A woman who was kidnapped days after her birth over two decades ago asked a judge to decrease her kidnapper’s prison sentence. Kamiyah Mobley’s plea to the court comes after her convicted kidnapper, Gloria Williams, asked a judge to decrease her sentence, according to Action News Jax. Her request, however, was turned down.
Williams was sentenced to 18 years in prison in 2018 for kidnapping Mobley in 1998 in a Florida hospital. Williams allegedly pretended to be a nurse and kidnapped Mobley just hours after her biological mother gave birth to her. She escaped to South Carolina with the baby and raised the victim as her own daughter. Williams’ name was likewise altered to Alexis Manigo.

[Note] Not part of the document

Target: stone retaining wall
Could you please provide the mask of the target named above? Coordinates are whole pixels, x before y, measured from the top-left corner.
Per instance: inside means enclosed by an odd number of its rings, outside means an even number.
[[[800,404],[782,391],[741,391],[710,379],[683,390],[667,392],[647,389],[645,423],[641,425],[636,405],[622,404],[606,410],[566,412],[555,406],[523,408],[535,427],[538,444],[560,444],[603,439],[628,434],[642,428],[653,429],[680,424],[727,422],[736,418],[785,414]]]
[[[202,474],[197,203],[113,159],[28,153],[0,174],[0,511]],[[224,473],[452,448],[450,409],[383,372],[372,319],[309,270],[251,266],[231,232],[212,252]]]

Officials tracked Mobley to a location in Walterboro, South Carolina in 2017 after receiving reports from the National Center for Missing and Exploited Children. Despite the fact that Mobley’s date of birth matched that of the victim they were looking for, officials discovered she had a different name and that her documents were forged. Officials were able to confirm Mobley’s true identity through DNA testing.
Mobley has since reconnected with her birth parents. In a letter to the court in September 2021, Mobley stated that she still considers Williams to be her mother. “Because of everything my mother gave me, I have a well-rounded existence and am an independent, college-educated, and genuinely spiritual person.” According to Action News Jax, she wrote, “I am completely aware of how our lives came to be, what they are, and how my mother came to be my mother.”

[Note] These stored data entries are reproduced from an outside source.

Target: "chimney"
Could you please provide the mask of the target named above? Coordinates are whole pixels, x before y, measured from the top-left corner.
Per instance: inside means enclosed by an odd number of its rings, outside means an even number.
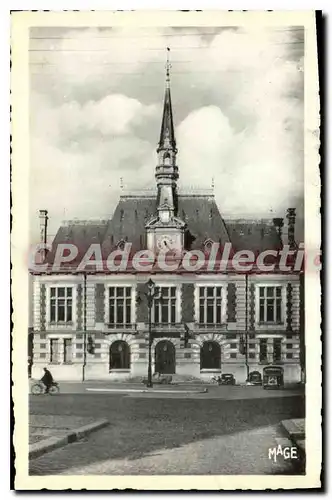
[[[295,243],[295,217],[296,217],[296,212],[295,208],[288,208],[287,209],[287,220],[288,220],[288,245],[290,247],[290,250],[294,250],[296,248],[296,243]]]
[[[39,210],[40,243],[44,245],[47,243],[47,221],[48,221],[47,213],[48,213],[47,210]],[[44,261],[46,257],[46,249],[40,251],[40,256],[42,261]]]
[[[273,219],[273,224],[277,229],[279,238],[282,240],[282,228],[284,227],[284,219],[281,217],[276,217]]]

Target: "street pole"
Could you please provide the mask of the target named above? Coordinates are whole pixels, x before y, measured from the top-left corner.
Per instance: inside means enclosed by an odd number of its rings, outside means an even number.
[[[147,304],[148,304],[148,328],[149,328],[149,354],[148,354],[148,380],[146,383],[147,387],[153,387],[153,382],[152,382],[152,342],[153,342],[153,335],[152,335],[152,307],[154,304],[154,300],[162,300],[161,293],[155,289],[155,283],[152,281],[150,278],[149,281],[146,283],[148,291],[144,292],[144,295],[147,299]],[[141,297],[137,297],[137,303],[141,303]]]
[[[247,369],[247,382],[249,380],[249,363],[248,363],[248,274],[246,273],[246,321],[245,321],[245,356]]]
[[[151,322],[151,309],[152,309],[152,300],[153,296],[149,291],[148,295],[148,314],[149,314],[149,360],[148,360],[148,383],[147,387],[152,387],[152,356],[151,356],[151,348],[152,348],[152,322]]]
[[[155,290],[155,283],[152,281],[150,278],[149,281],[146,283],[148,291],[144,292],[143,295],[145,295],[147,299],[147,304],[148,304],[148,328],[149,328],[149,354],[148,354],[148,380],[146,383],[147,387],[153,387],[152,383],[152,342],[153,342],[153,335],[152,335],[152,307],[154,304],[154,300],[162,300],[162,295],[161,293],[157,290]],[[136,299],[136,303],[140,304],[142,302],[142,298],[138,295]]]
[[[84,338],[84,350],[83,350],[83,370],[82,370],[82,381],[85,381],[85,368],[86,368],[86,273],[83,274],[84,283],[84,302],[83,302],[83,338]]]

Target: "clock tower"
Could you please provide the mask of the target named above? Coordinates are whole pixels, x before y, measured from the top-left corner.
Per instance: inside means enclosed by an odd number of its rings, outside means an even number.
[[[177,216],[179,178],[170,89],[170,62],[167,48],[166,87],[156,167],[157,213],[146,224],[148,249],[182,250],[186,224]]]

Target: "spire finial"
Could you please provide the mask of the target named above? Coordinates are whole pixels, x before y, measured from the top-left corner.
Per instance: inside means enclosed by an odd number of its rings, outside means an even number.
[[[171,69],[172,65],[169,61],[169,56],[170,56],[170,51],[171,49],[169,47],[166,47],[166,87],[169,87],[169,70]]]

“I understand that none of this changes the realities of the past, and it in no way excuses my mother’s conduct,” Mobley continued. “I beg the court’s forgiveness and mercy because I need my mum back,” she continued.
According to court filings, Williams added Mobley’s letter to her application asking the judge to consider reducing her sentence. Williams requested that the court adjust her sentence by allowing her to serve half of it in prison and the other half on felony probation, “or whatever relief this Court deems appropriate,” according to her letter.
Williams also claimed to be a rehabilitated individual who had gone through a faith and character program. She also stated that she was pursuing a Master’s degree in business administration.
“I have had no disciplinary reports of any kind,” Williams added, “and I have maintained an above satisfactory rating by both security and the Department of Corrections in my job assignment performance, which is issued once a month.”
“While I recognize that this in no way absolves me of my actions, I respectfully request that this Court consider modifying/reducing my sentence to a split sentence…”
Williams’ plea, however, was denied by a Duval County Circuit Court judge on Wednesday, according to PennLive.
Judge Jeb Branham said, “The court commends the defendant for her efforts to rehabilitate herself and sympathizes with Ms. Mobley’s position.” “However, even if the motion was filed on time, the court would not find a cause to reverse the decision of the original sentencing judge.”